The V-shaped recovery the media said wouldn't happen appears to be happening.
CNBC had reported that U.S. retail sales ticked up 1.2 percent in an August 14 story headlined, “Americans keep buying stuff despite the pandemic — retail sales rise for a third straight month.” Although the result was under the 2.3 percent increase expected, CNBC cited Citigroup economist Andrew Hollenhorst, who said: “‘Similar to the jobs report, retail sales stand in stark contrast to the idea that growth in July ‘stalled’ – when in fact it continued at a robust, if somewhat slower, pace.’” But the story of U.S. retail sales growth is even more encouraging.
Pictet Asset Management Chief Economist Patrick Zweifel tweeted August 14, that “#US retail sales back above pre-recession peak in July, just after 5 months!” He continued: “This compares with more than 6 years for GFC or nearly 4 years for the 1990 recession.” The recovery, per Zweifel’s graph, which he said shows “absolute” levels in retail sales, is indeed V-shaped.
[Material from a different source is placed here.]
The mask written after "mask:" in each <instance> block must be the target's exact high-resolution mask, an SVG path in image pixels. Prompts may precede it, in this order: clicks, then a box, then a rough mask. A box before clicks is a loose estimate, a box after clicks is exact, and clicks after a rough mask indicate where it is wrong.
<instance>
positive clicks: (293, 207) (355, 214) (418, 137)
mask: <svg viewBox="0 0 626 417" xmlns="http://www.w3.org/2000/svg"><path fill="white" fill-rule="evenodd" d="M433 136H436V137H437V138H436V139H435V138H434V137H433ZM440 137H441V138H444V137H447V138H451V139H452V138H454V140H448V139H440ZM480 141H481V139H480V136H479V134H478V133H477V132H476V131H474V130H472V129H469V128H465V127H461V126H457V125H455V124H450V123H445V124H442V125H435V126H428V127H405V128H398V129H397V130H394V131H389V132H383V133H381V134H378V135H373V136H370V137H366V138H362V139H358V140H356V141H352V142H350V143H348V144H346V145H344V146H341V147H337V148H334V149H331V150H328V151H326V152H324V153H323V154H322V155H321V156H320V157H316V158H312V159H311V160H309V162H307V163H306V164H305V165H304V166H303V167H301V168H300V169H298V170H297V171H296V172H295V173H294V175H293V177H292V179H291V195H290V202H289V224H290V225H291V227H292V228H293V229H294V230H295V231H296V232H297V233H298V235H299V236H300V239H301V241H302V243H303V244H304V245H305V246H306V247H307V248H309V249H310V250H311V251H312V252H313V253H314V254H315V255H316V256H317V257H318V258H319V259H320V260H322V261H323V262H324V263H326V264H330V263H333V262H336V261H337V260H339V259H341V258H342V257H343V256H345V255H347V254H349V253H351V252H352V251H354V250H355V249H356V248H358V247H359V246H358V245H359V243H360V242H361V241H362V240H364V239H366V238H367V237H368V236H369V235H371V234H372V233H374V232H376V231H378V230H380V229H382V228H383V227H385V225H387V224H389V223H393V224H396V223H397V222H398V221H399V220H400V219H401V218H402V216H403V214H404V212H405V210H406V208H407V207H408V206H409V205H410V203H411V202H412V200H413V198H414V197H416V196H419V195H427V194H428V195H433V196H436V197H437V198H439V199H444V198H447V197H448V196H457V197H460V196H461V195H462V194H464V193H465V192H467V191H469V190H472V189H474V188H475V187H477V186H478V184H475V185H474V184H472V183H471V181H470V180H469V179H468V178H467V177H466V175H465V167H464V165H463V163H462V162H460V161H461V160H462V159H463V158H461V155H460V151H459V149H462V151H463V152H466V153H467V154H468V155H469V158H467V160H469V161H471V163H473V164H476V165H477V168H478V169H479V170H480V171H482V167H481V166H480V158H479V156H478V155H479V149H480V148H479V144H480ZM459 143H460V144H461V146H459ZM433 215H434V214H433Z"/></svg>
That’s the same "V" shape Bloomberg Opinion Editor Mark Gongloff said July 1 “isn’t happening.” Gongloff wrote that “anybody hoping for a V to materialize in 2020 will be disappointed.” CNN had said that “it's probably too optimistic to expect a classic V-shaped recovery, with its quick bottom and steep comeback.”
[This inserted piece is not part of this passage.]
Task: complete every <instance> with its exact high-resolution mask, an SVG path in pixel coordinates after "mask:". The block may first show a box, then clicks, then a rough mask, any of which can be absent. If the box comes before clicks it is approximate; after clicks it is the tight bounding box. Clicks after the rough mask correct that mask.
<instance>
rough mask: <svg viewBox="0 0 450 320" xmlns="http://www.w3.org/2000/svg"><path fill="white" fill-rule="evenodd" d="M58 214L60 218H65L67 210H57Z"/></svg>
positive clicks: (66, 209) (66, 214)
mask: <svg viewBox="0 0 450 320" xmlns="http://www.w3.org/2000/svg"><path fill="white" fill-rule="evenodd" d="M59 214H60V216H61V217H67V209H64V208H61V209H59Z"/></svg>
The liberal Financial Times published a piece in May headlined, “Just one in 10 fund managers expect V-shaped recovery for US economy."
Former Chief Economist at the Institute of Economic Affairs (IEA) and IEA Economics Fellow Julian Jessop retweeted Zweifel with an eye-popping caption: “Retail sales have already completed a #vshapedrecovery in the US, as well as the euro zone.”